The Sueddeutsche Zeitung reported on its website that weapons including tanks and machine guns are to be delivered to countries including the United Arab Emirates, Saudi Arabia and Algeria.
Jordan, Oman and Kuwait would also receive German weaponry.
But critics rounded on the government's decision, with Jan Van Aken, a deputy from the far-left party Die Linke, questioning the delivery to Qatar in particular.
Germany's development aid minister Gerb Mueller had in August directly accused Qatar of financing the Islamic State group, although Berlin had said it regretted any offence caused in Doha over the comment.
Qatar has repeatedly denied the charges, and has since joined the United States in conducting air strikes against IS jihadists.

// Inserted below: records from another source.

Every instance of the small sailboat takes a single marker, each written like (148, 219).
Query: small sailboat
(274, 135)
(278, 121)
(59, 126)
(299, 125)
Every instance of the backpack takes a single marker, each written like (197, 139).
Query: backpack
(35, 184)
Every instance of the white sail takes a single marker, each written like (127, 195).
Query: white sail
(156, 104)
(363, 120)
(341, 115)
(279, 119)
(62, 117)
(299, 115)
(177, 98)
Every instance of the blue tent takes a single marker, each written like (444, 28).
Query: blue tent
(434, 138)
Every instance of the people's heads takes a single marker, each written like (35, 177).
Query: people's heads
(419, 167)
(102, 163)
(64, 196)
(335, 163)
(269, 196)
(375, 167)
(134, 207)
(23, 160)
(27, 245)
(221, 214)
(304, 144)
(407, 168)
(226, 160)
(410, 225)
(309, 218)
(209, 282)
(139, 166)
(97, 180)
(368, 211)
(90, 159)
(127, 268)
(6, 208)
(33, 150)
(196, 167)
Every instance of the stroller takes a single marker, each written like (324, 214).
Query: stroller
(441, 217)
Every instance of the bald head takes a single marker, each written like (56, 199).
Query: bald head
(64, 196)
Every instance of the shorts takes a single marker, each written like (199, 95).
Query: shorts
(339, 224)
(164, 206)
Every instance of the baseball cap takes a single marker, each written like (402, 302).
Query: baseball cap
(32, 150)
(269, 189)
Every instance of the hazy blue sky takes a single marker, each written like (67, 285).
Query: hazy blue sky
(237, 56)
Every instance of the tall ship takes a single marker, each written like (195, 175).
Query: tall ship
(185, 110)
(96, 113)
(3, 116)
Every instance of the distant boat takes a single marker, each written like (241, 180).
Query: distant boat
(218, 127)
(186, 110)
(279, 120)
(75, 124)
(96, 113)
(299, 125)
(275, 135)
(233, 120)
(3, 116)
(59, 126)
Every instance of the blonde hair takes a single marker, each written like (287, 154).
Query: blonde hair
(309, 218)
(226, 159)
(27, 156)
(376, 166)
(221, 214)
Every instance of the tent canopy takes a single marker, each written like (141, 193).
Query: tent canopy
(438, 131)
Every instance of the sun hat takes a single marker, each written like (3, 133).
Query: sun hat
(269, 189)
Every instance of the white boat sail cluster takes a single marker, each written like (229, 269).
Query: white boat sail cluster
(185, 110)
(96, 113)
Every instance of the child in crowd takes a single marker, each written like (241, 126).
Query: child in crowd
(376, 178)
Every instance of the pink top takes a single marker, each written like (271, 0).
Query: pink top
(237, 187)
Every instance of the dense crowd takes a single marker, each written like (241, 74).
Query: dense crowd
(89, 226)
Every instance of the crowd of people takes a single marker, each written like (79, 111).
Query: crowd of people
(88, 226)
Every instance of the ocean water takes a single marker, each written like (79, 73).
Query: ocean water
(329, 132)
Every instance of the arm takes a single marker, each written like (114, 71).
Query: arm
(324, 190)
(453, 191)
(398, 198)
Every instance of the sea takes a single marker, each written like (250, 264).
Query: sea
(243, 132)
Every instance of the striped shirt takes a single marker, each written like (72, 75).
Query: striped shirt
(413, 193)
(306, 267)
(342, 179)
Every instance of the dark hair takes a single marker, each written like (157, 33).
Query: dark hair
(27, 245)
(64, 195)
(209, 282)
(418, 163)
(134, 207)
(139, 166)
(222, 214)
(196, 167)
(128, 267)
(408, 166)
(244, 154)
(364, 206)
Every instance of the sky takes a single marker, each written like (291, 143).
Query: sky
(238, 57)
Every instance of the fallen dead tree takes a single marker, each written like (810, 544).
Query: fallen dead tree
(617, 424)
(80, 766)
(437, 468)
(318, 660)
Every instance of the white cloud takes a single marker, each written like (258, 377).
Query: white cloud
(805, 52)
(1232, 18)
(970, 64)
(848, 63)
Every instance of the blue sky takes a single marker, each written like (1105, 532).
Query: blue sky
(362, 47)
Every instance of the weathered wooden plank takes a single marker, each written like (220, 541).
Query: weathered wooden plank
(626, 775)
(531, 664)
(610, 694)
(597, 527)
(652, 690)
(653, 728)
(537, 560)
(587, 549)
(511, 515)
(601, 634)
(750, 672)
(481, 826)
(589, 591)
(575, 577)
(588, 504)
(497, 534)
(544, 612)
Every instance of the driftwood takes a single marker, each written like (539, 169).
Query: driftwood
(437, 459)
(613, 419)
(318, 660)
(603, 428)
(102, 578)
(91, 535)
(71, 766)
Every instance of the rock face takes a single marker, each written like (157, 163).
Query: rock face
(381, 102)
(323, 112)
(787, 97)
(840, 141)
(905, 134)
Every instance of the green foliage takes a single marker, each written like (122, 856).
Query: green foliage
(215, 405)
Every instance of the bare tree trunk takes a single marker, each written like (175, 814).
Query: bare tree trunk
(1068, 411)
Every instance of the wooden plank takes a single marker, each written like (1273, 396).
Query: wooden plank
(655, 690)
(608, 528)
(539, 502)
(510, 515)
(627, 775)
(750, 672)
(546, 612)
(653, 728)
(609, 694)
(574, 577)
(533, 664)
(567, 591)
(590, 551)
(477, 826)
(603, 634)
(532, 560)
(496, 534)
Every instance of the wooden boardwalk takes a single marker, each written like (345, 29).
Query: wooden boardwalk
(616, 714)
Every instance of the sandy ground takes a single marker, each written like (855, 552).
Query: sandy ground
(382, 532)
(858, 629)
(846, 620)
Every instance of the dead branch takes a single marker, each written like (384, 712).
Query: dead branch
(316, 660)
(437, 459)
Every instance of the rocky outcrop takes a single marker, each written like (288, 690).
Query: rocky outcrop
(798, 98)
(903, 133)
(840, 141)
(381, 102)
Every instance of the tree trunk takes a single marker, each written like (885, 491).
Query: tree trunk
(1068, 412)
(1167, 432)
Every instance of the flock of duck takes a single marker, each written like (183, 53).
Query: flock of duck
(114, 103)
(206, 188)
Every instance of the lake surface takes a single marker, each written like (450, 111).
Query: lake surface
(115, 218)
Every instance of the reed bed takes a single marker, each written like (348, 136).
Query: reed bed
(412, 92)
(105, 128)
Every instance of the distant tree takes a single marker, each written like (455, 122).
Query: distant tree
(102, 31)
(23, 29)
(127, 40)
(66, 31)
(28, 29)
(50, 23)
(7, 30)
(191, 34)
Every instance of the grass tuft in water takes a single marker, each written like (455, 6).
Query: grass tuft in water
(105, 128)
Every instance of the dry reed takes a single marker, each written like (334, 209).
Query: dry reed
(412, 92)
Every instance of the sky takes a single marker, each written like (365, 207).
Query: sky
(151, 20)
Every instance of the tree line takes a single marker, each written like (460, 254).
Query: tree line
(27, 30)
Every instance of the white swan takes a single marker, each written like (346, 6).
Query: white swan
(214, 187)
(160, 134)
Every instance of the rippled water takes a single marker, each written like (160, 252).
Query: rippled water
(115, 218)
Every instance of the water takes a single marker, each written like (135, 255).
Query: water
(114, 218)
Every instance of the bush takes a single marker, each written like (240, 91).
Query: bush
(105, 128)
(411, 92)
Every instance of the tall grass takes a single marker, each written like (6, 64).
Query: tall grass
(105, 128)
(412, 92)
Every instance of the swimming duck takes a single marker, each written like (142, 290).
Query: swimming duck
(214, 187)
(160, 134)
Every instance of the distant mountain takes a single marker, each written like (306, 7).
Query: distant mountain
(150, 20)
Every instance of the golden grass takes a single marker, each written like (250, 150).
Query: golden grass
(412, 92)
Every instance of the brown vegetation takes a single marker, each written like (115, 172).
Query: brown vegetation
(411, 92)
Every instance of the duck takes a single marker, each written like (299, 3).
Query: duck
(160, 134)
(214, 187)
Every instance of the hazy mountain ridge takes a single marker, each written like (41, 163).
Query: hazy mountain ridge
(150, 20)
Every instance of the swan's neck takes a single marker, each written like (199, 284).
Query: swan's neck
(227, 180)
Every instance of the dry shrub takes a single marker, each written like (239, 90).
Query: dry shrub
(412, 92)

The opposition also took Vice Chancellor and Economy Minister Sigmar Gabriel to task over the decision, accusing him of bending to the arms lobby.
As recently as August, Gabriel had pushed for rules to be tightened on arms exports particularly to countries with poor human rights records, and had called for deliveries to Saudi Arabia to end.
Under German law, arms exports to countries outside the European Union and non-NATO allies are banned, although exceptions can be made on a case-by-case basis.
In 2013, Berlin authorized a total of 5.8 billion euros worth of armament shipments, 62 percent of which were destined for non-NATO states such as Algeria, Qatar and Saudi Arabia.